Già vincitori di numerosi premi, nel 2013 arriva l’apice della loro carriera: pubblicano il loro ultimo album Random Access Memories che li vede artefici e protagonisti di una geniale campagna marketing, perché i Daft Punk sono anche questo, brand di loro stessi. Sempre nel 2013, oltre a vincere diversi Grammy Awards tra i quali il più importante, Miglior Album dell’anno, e Miglior interpretazione pop per Get Lucky, diventano il nome più richiesto dagli artisti pop: Pharrell Williams, Jay Z e The Weeknd.

Il 22 febbraio 2021 è la data che definisce nel mondo della musica elettronica, e non solo, la fine di un’era; si, perché anche se i Daft Punk non piacciono a tutti, con la loro arte e il loro modo di concepire la musica a 360 gradi hanno modificato il concetto del ruolo dell’artista, sia nell’approccio con il pubblico, ma anche nel rapporto con l’industria discografica. La decisione di “diventare” dei robot è la loro scelta di mostrarsi per quello che facevano, ossia musica elettronica, e ha poco a che fare con l’artista persona; per il duo francese chi fa musica non ha necessità di mostrare quello che rappresenta nella sfera privata, chi ha la fortuna di poter dettare le regole, così come loro hanno fatto per quasi trent’anni, deve avere come priorità la manifestazione dell’arte, spettacolarizzarla. Sono riusciti a capovolgere i principi delle case discografiche che da predatori con i Daft Punk sono diventate prede; se da sempre sono gli artisti a esercitare pressing ai discografici per essere prodotti e distribuiti, Tomas e Guy-Manuel hanno potuto permettersi esattamente il contrario avendo il privilegio di decidere con chi fare musica e rimanendo proprietari dei loro diritti. Non solo, i due francesi sfatano il mito secondo cui il musicista viva di stenti; molto probabilmente la loro fortuna potrebbe essere ricondotta alla posizione sociale decisamente agiata nella quale vivevano; d’altronde perché farsene una colpa? Nascere ricchi non è certo un male, ma non basta per sfondare nella musica, occorre talento, quello legato al genio, e a loro non è mai mancato.

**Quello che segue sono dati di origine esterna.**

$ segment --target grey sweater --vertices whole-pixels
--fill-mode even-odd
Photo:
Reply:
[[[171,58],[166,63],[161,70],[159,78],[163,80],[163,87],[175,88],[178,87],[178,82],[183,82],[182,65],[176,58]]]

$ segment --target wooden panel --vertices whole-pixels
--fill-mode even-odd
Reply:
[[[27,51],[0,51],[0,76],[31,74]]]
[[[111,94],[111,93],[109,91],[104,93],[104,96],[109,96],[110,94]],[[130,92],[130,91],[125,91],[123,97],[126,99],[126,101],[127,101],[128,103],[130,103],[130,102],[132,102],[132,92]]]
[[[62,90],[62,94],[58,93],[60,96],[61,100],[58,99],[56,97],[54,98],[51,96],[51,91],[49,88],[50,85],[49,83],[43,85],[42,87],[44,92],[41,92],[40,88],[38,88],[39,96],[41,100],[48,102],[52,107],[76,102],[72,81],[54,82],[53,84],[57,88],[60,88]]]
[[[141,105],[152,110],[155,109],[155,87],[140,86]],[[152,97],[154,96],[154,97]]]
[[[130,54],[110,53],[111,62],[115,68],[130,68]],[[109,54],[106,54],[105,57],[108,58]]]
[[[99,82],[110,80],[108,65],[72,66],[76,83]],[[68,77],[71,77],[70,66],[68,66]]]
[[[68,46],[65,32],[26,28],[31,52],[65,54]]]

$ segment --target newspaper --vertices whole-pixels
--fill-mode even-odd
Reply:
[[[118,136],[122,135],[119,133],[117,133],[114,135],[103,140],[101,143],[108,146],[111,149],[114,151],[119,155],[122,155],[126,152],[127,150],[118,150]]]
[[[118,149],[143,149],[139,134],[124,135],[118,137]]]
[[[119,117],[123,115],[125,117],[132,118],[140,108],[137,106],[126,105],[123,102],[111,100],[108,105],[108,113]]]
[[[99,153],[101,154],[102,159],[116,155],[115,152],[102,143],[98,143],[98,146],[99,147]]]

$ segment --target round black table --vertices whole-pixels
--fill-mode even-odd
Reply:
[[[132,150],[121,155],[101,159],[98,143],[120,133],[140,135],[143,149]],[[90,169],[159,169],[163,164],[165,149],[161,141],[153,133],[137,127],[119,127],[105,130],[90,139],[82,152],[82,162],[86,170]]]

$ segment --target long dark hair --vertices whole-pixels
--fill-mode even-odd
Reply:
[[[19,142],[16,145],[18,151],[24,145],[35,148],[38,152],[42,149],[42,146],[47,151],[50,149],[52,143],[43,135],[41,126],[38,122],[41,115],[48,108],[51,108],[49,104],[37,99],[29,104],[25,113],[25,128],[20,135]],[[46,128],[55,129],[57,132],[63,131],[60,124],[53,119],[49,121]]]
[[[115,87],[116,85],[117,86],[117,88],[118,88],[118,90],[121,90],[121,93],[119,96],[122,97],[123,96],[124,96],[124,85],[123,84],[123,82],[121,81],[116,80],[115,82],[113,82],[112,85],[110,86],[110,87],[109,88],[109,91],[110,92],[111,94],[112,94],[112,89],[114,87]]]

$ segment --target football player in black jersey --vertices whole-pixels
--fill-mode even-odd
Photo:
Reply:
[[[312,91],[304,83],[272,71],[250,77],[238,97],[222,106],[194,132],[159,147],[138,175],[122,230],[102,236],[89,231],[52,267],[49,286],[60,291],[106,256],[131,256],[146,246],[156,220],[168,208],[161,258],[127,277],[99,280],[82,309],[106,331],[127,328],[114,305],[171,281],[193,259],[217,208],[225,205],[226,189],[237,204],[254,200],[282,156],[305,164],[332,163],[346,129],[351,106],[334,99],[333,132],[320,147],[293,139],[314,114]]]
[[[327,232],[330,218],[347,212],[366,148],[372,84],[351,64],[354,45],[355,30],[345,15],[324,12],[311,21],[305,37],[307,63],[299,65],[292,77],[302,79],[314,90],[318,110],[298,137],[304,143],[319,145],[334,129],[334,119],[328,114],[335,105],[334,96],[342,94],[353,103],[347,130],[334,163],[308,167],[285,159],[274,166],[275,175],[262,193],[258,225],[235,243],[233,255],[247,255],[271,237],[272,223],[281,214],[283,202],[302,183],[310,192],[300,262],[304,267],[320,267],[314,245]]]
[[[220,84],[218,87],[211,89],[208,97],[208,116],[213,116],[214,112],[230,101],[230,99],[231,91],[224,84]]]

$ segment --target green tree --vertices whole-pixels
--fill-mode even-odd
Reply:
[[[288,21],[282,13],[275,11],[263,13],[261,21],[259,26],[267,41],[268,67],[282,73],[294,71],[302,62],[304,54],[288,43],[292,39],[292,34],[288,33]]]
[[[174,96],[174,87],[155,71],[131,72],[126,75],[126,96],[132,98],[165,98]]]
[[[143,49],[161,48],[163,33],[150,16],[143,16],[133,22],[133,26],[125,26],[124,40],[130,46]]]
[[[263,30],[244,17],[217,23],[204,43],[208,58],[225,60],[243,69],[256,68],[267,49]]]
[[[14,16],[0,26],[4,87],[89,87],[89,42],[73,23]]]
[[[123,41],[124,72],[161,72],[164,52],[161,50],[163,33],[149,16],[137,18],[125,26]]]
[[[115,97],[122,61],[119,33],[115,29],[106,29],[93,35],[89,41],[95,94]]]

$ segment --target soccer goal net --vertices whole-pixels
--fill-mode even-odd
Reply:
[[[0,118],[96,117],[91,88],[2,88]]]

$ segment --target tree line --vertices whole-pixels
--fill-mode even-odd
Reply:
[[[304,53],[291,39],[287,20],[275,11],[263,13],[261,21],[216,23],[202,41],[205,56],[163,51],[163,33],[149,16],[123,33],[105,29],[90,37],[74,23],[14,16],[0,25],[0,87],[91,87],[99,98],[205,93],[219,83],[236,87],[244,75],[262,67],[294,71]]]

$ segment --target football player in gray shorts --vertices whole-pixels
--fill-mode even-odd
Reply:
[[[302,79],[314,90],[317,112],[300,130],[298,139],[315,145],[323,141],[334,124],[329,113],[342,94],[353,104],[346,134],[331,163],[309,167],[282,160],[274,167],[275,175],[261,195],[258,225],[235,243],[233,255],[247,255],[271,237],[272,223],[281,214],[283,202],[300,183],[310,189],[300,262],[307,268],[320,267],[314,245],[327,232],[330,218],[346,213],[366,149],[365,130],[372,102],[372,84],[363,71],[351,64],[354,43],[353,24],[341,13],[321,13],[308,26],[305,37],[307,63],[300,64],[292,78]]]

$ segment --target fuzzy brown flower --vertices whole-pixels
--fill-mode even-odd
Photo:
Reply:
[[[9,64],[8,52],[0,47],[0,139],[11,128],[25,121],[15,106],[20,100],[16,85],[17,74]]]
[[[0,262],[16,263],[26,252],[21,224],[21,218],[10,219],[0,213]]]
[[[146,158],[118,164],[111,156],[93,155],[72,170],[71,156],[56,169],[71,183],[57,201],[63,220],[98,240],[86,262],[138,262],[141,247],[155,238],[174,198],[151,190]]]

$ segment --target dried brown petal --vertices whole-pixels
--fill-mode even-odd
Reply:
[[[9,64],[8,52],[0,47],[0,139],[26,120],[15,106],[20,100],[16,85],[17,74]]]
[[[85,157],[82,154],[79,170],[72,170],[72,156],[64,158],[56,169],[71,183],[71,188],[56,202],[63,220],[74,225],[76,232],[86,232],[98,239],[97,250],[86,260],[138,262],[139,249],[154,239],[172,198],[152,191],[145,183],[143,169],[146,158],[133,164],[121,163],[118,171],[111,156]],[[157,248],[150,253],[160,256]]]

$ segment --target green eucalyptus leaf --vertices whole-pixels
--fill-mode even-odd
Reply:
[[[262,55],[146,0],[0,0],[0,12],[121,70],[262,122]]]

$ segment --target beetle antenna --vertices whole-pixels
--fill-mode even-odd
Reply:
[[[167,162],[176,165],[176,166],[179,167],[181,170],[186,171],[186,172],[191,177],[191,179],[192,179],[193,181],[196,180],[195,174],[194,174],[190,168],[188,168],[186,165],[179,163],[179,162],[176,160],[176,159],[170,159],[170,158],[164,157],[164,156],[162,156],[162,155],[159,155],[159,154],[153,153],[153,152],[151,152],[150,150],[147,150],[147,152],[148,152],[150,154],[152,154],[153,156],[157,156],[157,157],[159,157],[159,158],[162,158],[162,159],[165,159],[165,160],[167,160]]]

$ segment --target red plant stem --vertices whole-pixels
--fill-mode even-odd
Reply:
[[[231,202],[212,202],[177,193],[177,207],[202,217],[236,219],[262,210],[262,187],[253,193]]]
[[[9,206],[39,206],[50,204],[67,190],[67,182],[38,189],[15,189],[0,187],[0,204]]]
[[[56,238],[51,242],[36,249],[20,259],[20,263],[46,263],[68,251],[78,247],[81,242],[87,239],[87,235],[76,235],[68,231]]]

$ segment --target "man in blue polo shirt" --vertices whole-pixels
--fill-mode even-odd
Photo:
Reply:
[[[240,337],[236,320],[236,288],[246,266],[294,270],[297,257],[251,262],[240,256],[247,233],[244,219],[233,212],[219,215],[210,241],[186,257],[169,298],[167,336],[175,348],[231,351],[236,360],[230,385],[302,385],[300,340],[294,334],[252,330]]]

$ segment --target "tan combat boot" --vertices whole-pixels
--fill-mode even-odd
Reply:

E ci lasciano con la visione di un deserto in cui si sentono le note di Touch, scelta non casuale; già il “contatto”, quello che in questo particolare periodo storico manca: il contatto con la musica, il contatto fisico tra gli uomini. Perché, anche se ci stanno portando a diventare dei robot, come direbbero loro, siamo Human after all.